The Swiss pharmaceutical giant Roche has entered into a significant licensing agreement with Danish company Zealand Pharma, committing to pay $1.65 billion for rights to an experimental obesity treatment that Zealand began testing in Phase 2b trials last December.
The deal structure includes an upfront payment of $1.4 billion to Zealand, with an additional $250 million in anniversary payments. The total value could reach $5.3 billion if certain milestones are achieved. The agreement establishes a co-commercialization partnership between the two companies in the United States and European markets, with both sharing in profits and losses.
This strategic move gives Roche access to petrelintide, an amylin analog drug candidate. This represents a new therapeutic approach for Roche, complementing its existing obesity drug portfolio acquired through its $2.7 billion purchase of Carmot Therapeutics 15 months ago. Roche intends to evaluate petrelintide both as a standalone treatment and in combination with other drugs, including Carmot’s CT-388, a GLP-1/GIP combination therapy. Zealand may reimburse Roche up to $350 million for combination development efforts.
The partnership reflects the pharmaceutical industry’s intense interest in the obesity treatment market, which analysts project could reach $100 billion in annual sales. Amylin analogs have emerged as a particularly attractive target, as evidenced by AbbVie’s recent $350 million licensing agreement with Danish company Gubra.
This surge in amylin-focused deals comes despite some market uncertainty following Novo Nordisk’s mixed results with CagriSema, a combination treatment incorporating an amylin-targeting component with Wegovy’s active ingredient. While CagriSema showed improvements over Wegovy alone, it failed to demonstrate superior efficacy compared to Eli Lilly’s Zepbound, which combines GLP-1 and GIP targeting mechanisms.

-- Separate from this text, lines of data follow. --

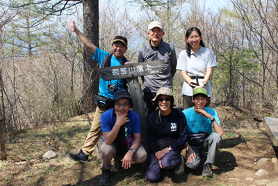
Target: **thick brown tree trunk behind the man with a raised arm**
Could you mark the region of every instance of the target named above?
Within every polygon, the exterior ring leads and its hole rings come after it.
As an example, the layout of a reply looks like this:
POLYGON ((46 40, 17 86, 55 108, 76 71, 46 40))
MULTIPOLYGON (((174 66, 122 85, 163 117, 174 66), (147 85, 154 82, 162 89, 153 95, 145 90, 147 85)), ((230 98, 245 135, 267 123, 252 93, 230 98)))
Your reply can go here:
MULTIPOLYGON (((99 47, 99 1, 83 1, 84 36, 99 47)), ((99 77, 97 77, 97 61, 92 59, 92 52, 84 48, 84 73, 83 73, 83 94, 85 93, 82 106, 86 112, 95 110, 93 96, 99 91, 99 77), (91 75, 92 73, 92 75, 91 75), (97 77, 97 78, 96 78, 97 77), (93 82, 90 83, 90 80, 93 82)))

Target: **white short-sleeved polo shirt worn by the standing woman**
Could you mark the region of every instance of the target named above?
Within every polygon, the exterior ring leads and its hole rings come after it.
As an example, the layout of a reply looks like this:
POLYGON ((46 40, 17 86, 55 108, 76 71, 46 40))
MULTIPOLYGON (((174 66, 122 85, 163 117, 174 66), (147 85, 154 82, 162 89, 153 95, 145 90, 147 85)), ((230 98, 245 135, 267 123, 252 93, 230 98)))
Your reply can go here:
MULTIPOLYGON (((217 67, 215 55, 211 49, 206 47, 200 47, 197 54, 191 51, 190 57, 187 56, 186 50, 183 50, 179 54, 177 63, 177 70, 186 71, 188 76, 204 77, 206 75, 206 68, 217 67)), ((197 83, 197 79, 193 79, 193 82, 197 83)), ((199 84, 204 82, 204 79, 198 79, 199 84)), ((211 97, 211 82, 207 82, 204 87, 208 93, 208 97, 211 97)), ((181 93, 183 95, 192 96, 193 88, 186 82, 183 82, 183 88, 181 93)))

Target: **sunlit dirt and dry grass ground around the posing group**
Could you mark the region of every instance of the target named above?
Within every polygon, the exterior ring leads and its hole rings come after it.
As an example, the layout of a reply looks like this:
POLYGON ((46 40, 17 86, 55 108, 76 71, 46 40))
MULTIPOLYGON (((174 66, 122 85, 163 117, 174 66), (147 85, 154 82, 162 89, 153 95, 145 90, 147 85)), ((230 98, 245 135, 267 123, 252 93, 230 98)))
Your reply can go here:
MULTIPOLYGON (((215 110, 225 133, 213 165, 213 178, 202 177, 202 166, 199 166, 195 171, 186 169, 183 176, 174 176, 173 170, 163 170, 161 180, 150 183, 144 176, 144 164, 131 166, 124 175, 118 174, 114 165, 110 185, 251 186, 260 185, 265 180, 276 185, 277 153, 263 122, 257 121, 263 116, 270 116, 271 111, 233 107, 215 107, 215 110), (268 161, 259 166, 257 162, 263 157, 268 161), (268 173, 256 176, 259 169, 268 173)), ((0 162, 0 185, 99 185, 101 170, 97 153, 90 156, 90 162, 86 164, 73 162, 67 157, 68 153, 78 153, 89 130, 85 117, 76 116, 65 123, 6 134, 8 160, 0 162), (48 150, 54 150, 58 157, 44 160, 42 155, 48 150)), ((202 164, 205 160, 202 158, 202 164)))

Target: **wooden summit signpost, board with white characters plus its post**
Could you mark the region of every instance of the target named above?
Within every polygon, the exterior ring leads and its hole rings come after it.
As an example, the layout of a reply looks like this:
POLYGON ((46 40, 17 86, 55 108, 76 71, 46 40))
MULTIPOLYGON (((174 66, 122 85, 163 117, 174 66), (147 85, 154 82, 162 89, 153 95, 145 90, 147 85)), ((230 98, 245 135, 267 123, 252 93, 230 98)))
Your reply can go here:
POLYGON ((147 141, 147 118, 145 113, 142 88, 138 76, 154 75, 160 73, 165 67, 165 61, 149 61, 144 63, 130 63, 126 65, 106 67, 97 69, 99 77, 105 81, 113 79, 127 79, 129 93, 131 94, 133 107, 131 108, 140 116, 142 146, 149 155, 149 144, 147 141))

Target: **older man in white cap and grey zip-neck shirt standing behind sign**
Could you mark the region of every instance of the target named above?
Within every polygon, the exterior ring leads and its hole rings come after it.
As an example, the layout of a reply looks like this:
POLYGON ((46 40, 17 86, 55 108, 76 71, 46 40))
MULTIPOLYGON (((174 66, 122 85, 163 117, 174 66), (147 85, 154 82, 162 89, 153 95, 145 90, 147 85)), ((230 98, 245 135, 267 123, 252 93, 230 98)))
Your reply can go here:
POLYGON ((156 109, 151 100, 156 96, 156 92, 162 86, 172 88, 172 80, 176 73, 177 56, 174 47, 164 42, 164 26, 162 22, 151 22, 148 26, 149 43, 144 45, 138 54, 138 63, 147 61, 163 60, 165 67, 156 75, 146 75, 142 78, 144 83, 144 103, 147 117, 156 109))

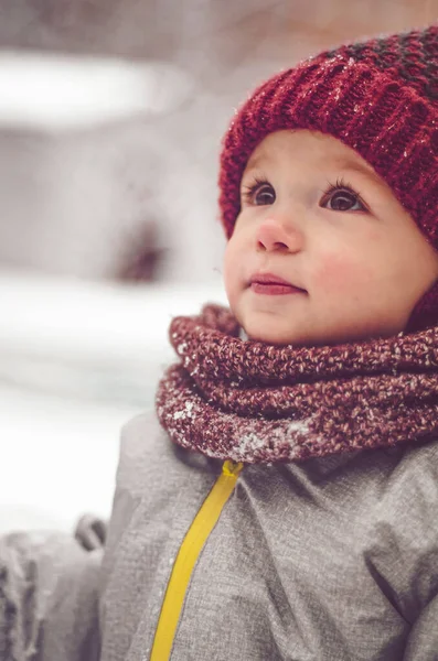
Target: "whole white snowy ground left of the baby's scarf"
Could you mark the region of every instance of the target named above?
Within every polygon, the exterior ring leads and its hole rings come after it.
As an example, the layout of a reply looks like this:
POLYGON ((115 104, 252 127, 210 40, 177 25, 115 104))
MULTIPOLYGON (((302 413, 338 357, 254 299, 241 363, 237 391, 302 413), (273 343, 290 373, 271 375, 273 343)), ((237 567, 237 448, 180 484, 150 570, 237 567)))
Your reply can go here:
POLYGON ((119 431, 153 405, 175 314, 221 285, 111 285, 0 272, 0 532, 108 517, 119 431))

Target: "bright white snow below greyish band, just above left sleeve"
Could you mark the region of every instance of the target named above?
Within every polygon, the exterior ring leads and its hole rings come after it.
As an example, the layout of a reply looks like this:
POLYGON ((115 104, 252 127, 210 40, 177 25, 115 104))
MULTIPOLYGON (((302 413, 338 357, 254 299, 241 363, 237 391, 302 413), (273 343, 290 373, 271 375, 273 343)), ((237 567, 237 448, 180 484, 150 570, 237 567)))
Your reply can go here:
POLYGON ((0 388, 0 531, 109 516, 121 425, 139 408, 0 388))

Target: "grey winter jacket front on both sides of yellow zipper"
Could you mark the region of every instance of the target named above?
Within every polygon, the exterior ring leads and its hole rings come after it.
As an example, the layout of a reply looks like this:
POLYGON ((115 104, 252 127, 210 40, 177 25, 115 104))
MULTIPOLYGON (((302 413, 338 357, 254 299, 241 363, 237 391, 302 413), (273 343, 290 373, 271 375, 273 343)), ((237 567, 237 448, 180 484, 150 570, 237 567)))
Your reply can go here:
MULTIPOLYGON (((124 430, 102 661, 150 658, 172 565, 220 473, 153 414, 124 430)), ((438 660, 438 443, 245 467, 197 557, 170 658, 438 660)))

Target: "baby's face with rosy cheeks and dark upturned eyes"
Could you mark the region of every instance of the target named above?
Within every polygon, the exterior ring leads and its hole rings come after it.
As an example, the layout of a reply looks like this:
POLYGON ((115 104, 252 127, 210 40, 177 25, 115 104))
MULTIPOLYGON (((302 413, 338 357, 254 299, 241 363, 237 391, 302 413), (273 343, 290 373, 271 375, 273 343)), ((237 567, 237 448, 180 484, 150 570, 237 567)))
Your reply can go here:
POLYGON ((322 133, 270 133, 243 175, 224 260, 229 306, 252 339, 321 345, 403 330, 438 254, 387 184, 322 133), (263 284, 277 277, 291 286, 263 284))

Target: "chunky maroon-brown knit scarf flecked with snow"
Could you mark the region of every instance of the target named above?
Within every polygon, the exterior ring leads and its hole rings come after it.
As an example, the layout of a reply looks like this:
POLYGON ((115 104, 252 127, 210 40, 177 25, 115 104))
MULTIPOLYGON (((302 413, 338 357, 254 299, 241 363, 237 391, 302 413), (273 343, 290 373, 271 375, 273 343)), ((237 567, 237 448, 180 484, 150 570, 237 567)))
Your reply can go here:
POLYGON ((290 462, 431 437, 438 327, 322 347, 239 339, 231 312, 175 317, 180 362, 157 392, 174 443, 218 459, 290 462))

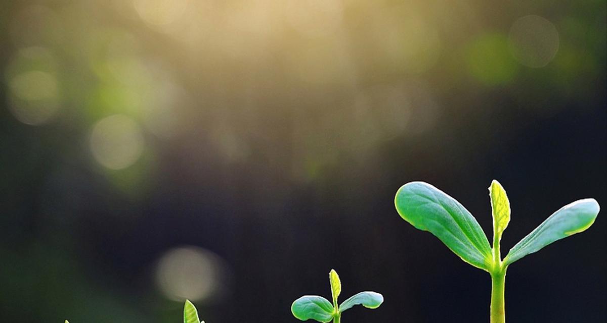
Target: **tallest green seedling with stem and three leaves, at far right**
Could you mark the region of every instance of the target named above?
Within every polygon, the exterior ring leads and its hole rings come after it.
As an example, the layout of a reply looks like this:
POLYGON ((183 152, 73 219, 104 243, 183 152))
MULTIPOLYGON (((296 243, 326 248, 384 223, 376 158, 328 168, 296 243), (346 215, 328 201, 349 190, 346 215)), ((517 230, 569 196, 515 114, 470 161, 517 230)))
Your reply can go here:
POLYGON ((498 181, 489 187, 493 214, 493 248, 476 219, 463 205, 424 182, 410 182, 396 192, 399 215, 419 230, 430 231, 463 261, 491 275, 491 323, 506 322, 504 283, 506 268, 518 259, 559 239, 589 228, 599 214, 595 199, 580 199, 561 207, 529 235, 500 256, 501 235, 510 222, 510 202, 498 181))

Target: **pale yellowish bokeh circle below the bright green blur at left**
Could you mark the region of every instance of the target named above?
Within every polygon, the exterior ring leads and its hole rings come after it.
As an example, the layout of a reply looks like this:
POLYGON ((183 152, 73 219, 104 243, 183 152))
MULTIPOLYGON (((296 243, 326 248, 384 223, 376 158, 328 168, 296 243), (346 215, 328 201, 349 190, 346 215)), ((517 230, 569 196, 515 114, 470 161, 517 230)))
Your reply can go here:
POLYGON ((141 156, 143 146, 139 125, 124 115, 101 119, 90 135, 90 150, 95 160, 114 170, 134 164, 141 156))

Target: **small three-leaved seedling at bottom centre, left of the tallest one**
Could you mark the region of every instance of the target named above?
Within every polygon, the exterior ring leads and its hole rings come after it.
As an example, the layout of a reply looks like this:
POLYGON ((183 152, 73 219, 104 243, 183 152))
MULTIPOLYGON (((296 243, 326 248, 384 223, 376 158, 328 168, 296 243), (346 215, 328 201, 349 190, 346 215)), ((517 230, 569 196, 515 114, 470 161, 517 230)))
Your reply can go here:
POLYGON ((354 305, 362 305, 367 308, 378 308, 384 302, 384 296, 375 291, 361 291, 360 293, 346 299, 339 306, 337 305, 337 296, 341 294, 341 281, 336 271, 331 269, 329 273, 329 282, 331 283, 331 296, 333 304, 321 296, 302 296, 291 305, 291 312, 296 318, 307 321, 313 319, 319 322, 340 323, 342 313, 354 305))

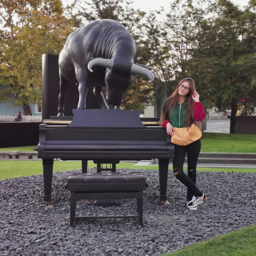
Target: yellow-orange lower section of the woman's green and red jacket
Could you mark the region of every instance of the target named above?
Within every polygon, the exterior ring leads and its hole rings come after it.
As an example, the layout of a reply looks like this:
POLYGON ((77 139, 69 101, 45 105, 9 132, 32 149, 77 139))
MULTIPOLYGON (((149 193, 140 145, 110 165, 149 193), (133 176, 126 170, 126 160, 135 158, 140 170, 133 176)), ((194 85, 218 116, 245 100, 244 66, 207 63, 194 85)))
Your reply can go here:
POLYGON ((174 129, 171 142, 176 145, 186 146, 202 137, 202 132, 195 124, 188 128, 174 127, 174 129))

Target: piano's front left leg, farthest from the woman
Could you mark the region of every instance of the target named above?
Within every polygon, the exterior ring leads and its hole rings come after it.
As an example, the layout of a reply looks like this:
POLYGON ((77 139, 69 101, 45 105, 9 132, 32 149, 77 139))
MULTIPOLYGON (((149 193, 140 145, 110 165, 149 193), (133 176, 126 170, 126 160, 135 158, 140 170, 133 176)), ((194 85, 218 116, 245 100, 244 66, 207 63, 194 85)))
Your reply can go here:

Industry analyst William Blair’s Andy Hsieh suggests that GLP-1/GIP combinations may represent the most promising approach for widespread weight loss treatment, offering an optimal balance of efficacy and tolerability. Nevertheless, amylin-targeting drugs have demonstrated weight loss benefits and could prove valuable in combination therapies. The field has attracted numerous players, including Novo Nordisk, AbbVie, Eli Lilly, AstraZeneca, and startup Metsera.
A crucial aspect of the Roche-Zealand deal is Roche’s assumption of commercial manufacturing and supply responsibilities. This addresses a potential challenge that Zealand might have faced launching
independently, particularly given the supply constraints that initially hampered Novo Nordisk and Eli Lilly’s ability to meet demand for their obesity drugs. The manufacturing component has become increasingly important in the obesity drug market, as evidenced by Viking’s recent $150 million agreement with a contract manufacturer to support its experimental drug production.
The agreement represents a significant expansion of Roche’s presence in the competitive obesity drug market, building on its previous Carmot acquisition. By securing rights to petrelintide, Roche gains access to a promising amylin analog while Zealand benefits from the resources and manufacturing capabilities of a major pharmaceutical company. The partnership positions both companies to compete in the rapidly growing market for obesity treatments, where demand continues to surge and new therapeutic approaches are being actively pursued by multiple industry players.